Unliebsame Pflicht oder wöchentlich zelebriertes Ritual – Stiefelputzen muss sein!
Es verlängert die Lebensdauer und hält das Leder geschmeidig, der Stiefel bleibt bequem und ist angenehm zu tragen. Darüber hinaus ist gepflegtes Schuhwerk das i-Tüpfelchen der feinen Etikette. Was aber nicht jeder feine Pinkel weiß: Stiefel sollten nie an zwei Tagen hintereinander getragen werden, sondern ein bis zwei Tage auslüften, damit Euch keine übelriechenden Käsemauken entstehen.
Der erste Schritt: Die Vorreinigung
Bevor man zur Schuhwichse greifen, sollten die Stiefel mit einer Bürste von grobem Schmutz befreit werden. Ein Lappen hilft Schlammreste und feuchte Erde zu entfernen, bei angetrockneten Resten kann der Bürstenstiel oder ein stumpfes Messer verwendet werden. Bewährt hat sich auch eine Bienenwachsseife zur Vorwäsche.
Der zweite Schritt: Das Wachsen
Lasst Euch sagen, Leder lebt! Durch die Behandlung mit fettenden Mitteln (Creme oder Wachs) wird es nicht nur schöner, es wird auch Verschleiß durch Reibung vermindert und hinauszögert.

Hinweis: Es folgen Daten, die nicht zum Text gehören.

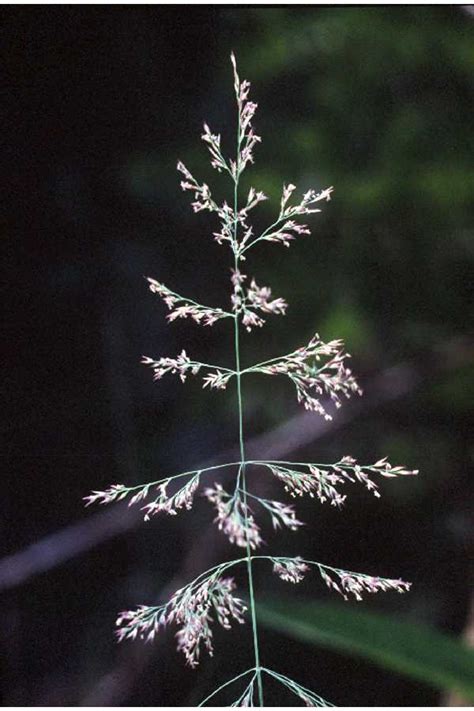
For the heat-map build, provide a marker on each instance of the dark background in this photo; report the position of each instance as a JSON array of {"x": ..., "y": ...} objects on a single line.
[{"x": 99, "y": 103}]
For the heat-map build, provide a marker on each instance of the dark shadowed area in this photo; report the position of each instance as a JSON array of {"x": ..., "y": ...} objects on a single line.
[{"x": 99, "y": 104}]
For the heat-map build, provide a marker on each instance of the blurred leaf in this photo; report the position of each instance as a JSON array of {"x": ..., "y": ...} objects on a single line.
[{"x": 411, "y": 649}]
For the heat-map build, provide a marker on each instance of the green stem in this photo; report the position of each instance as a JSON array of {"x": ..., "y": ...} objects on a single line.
[{"x": 241, "y": 475}]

Kurz: Das Leder wird weicher, elastischer und anschmiegsamer.
Zum Auftragen der Schuhwichse eignen sich Schuhputztücher oder spezielle Bürsten. Sind die Stiefel eingewichst, beginnet sogleich mit dem Polieren, denn angetrocknete Creme läßt sich nur sehr schwer wieder auspolieren.
Verwendet der Recke Wachs, empfiehlt es sich, die Paste zuvor in die Sonne oder an den Herd zu stellen: Die so „erwärmte“ Wachspaste kann schneller ins Leder einziehen und der Stiefel lässt sich leichter auf Glanz polieren. Im Gegensatz zur Creme darf das Wachs lange einziehen – je länger, desto schneller ist der Glanz herauszupolieren.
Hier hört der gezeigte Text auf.